“The children – strange, shadowy creatures”
Starting in London in 1921 in a hospital for the war wounded, a junior psychiatrist tries to break through with a mentally disturbed patient, a young woman who was previously a governess at a grand house in the country. Thus starts this 2009 television adaptation of Henry James’ The Turn of the Screw by Sandy Welch and directed by Tim Fywell which relocates the story to a shell-shocked post WWI society.
Michelle Dockery leads the cast as Ann, newly employed to look after the 2 young wards of the Master (Mark Umbers in handsomely brutish form), but soon finds out that neither child is quite as angelic as they first seem. Strange happenings keep on occurring to her and around her and all seems to be linked to the previous woman to hold the position of governess who died in mysterious circumstances along with a manservant from the house, Peter Quint, whose ghostly presence threatens the sanity and safety of all concerned, or so it seems to Ann at least.
There’s a strong sense of atmosphere, set from Ann’s first arrival at the house with its line of scary maids – Nicola Walker chief amongst them as Carla – and creepy little children always set my hairs on edge, especially when making a seemingly innocuous game of hide and seek into something highly charged, the chanting of nursery rhymes something incredibly eerie. The casting of Sue Johnston as the mysterious housekeeper is inspired as she is someone so identifiable with warm roles, that it feels doubly wrong to have her as such an ambiguous character, initially at least.

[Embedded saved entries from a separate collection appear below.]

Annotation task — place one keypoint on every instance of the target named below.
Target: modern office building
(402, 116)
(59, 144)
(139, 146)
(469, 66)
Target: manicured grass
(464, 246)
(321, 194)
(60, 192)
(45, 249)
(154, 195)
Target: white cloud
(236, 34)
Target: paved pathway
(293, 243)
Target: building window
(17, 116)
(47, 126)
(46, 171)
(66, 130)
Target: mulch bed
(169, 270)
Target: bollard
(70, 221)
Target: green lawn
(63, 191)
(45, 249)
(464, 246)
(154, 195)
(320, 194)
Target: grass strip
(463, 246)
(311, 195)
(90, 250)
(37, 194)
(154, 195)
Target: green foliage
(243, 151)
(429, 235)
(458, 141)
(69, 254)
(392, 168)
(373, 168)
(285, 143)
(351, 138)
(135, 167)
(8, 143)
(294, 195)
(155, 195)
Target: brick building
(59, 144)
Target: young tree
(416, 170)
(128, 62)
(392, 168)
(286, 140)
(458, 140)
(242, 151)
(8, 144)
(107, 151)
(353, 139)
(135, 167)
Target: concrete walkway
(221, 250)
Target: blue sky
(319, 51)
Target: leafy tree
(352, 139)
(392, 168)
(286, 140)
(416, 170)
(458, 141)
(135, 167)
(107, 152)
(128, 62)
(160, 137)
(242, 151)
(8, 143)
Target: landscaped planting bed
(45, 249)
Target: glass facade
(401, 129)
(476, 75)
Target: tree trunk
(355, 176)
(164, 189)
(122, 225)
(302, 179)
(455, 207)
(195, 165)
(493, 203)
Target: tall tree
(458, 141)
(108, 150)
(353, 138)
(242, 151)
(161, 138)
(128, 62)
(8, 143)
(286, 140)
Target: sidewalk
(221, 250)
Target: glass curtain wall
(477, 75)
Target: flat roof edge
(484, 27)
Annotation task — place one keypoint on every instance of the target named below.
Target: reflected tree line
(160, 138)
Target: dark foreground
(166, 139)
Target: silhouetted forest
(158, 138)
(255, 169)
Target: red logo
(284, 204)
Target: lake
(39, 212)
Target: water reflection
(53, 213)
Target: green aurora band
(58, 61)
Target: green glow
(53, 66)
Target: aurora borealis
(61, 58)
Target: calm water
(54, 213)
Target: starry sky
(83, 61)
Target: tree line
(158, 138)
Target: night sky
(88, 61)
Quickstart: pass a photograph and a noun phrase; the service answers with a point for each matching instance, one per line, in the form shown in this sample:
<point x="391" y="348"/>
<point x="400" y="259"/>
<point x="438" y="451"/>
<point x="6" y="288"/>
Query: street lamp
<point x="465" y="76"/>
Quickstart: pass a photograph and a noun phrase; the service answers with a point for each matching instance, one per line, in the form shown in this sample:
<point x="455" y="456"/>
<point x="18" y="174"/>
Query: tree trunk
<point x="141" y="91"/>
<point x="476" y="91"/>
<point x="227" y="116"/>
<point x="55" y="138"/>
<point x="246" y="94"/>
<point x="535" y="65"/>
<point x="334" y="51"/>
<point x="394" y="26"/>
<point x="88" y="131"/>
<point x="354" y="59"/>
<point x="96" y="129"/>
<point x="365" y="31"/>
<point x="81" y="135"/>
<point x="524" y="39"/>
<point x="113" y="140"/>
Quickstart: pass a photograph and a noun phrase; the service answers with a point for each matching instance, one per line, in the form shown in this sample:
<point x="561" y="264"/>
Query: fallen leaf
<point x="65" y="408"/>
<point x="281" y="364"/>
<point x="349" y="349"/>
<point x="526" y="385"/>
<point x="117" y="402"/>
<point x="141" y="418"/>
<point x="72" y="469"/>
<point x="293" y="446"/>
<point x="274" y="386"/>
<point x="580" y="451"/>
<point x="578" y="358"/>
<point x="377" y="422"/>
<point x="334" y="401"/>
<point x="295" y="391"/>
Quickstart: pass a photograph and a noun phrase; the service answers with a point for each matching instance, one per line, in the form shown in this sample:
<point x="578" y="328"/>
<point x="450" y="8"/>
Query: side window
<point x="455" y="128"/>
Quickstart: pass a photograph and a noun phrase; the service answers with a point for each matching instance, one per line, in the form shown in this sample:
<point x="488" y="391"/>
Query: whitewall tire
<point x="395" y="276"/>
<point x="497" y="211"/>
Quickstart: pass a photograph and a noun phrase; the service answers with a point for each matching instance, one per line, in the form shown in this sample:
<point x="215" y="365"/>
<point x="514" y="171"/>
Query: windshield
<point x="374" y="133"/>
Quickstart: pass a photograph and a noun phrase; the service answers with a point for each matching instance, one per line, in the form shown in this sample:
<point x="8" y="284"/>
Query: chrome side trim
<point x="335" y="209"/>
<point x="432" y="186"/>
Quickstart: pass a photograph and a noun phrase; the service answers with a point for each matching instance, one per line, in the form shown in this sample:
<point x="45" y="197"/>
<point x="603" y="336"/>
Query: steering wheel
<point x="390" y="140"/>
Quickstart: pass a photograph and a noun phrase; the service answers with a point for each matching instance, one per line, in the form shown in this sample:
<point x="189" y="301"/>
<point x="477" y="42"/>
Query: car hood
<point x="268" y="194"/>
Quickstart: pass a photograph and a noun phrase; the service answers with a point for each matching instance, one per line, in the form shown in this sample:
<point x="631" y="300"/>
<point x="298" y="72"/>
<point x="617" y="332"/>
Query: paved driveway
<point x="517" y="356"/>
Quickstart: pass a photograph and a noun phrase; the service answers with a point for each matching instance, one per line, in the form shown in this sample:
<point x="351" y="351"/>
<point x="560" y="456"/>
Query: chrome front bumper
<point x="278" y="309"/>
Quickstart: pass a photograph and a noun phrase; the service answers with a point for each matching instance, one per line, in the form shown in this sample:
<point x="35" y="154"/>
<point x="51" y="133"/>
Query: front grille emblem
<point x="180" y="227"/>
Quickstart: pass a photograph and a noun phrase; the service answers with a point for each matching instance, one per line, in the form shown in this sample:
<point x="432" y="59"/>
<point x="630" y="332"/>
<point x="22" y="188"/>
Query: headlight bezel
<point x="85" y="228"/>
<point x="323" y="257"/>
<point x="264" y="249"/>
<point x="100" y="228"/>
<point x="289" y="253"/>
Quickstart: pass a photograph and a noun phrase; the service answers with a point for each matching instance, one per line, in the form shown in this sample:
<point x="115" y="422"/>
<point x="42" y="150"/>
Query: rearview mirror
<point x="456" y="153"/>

But where so much of the power of the story comes from the ambiguity of its whole premise, about whether the ghosts are real or whether they are the product of a fevered mind. And despite its beginnings which suggest otherwise, this adaptation goes a little too far is providing a definitive answer which robs the production of the richness that Henry James surely intended.

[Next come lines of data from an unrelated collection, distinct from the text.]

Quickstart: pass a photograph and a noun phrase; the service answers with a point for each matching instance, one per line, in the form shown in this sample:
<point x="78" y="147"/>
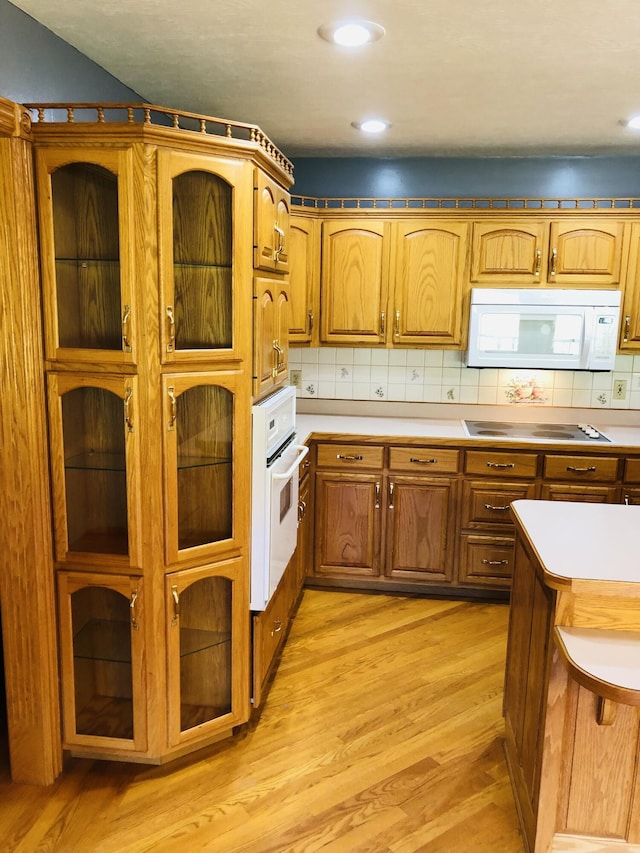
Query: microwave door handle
<point x="303" y="452"/>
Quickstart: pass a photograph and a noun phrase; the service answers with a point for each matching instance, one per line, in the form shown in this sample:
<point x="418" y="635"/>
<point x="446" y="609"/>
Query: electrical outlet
<point x="619" y="389"/>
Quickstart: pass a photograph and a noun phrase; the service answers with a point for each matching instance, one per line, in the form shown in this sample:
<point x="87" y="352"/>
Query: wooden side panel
<point x="26" y="581"/>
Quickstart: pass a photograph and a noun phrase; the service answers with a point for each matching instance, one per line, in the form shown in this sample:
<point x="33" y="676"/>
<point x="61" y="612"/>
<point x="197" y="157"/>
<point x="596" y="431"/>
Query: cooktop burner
<point x="542" y="432"/>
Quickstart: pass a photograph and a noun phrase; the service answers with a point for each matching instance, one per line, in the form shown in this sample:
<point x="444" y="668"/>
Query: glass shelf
<point x="194" y="640"/>
<point x="96" y="461"/>
<point x="105" y="640"/>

And the film loses a touch of its intensity as it moves to an exploratory vein which painstakingly spells out a lot of what is apparently going on. Debunking some of the mystery also robs it of its intrigue, but it does then build up to its dénouement with a genuinely chilling force. Indeed I might even go so far as to say it is quite frightening, especially in the way that it co-opts poor young Miles to unnerving effect.
So something of a mixed bag of an adaptation and possibly a difficult watch for fans of the story. But regardless, I did find it a bit of a spookily effective interpretation and strongly acted.
At the Almeida next year… looking forward to it.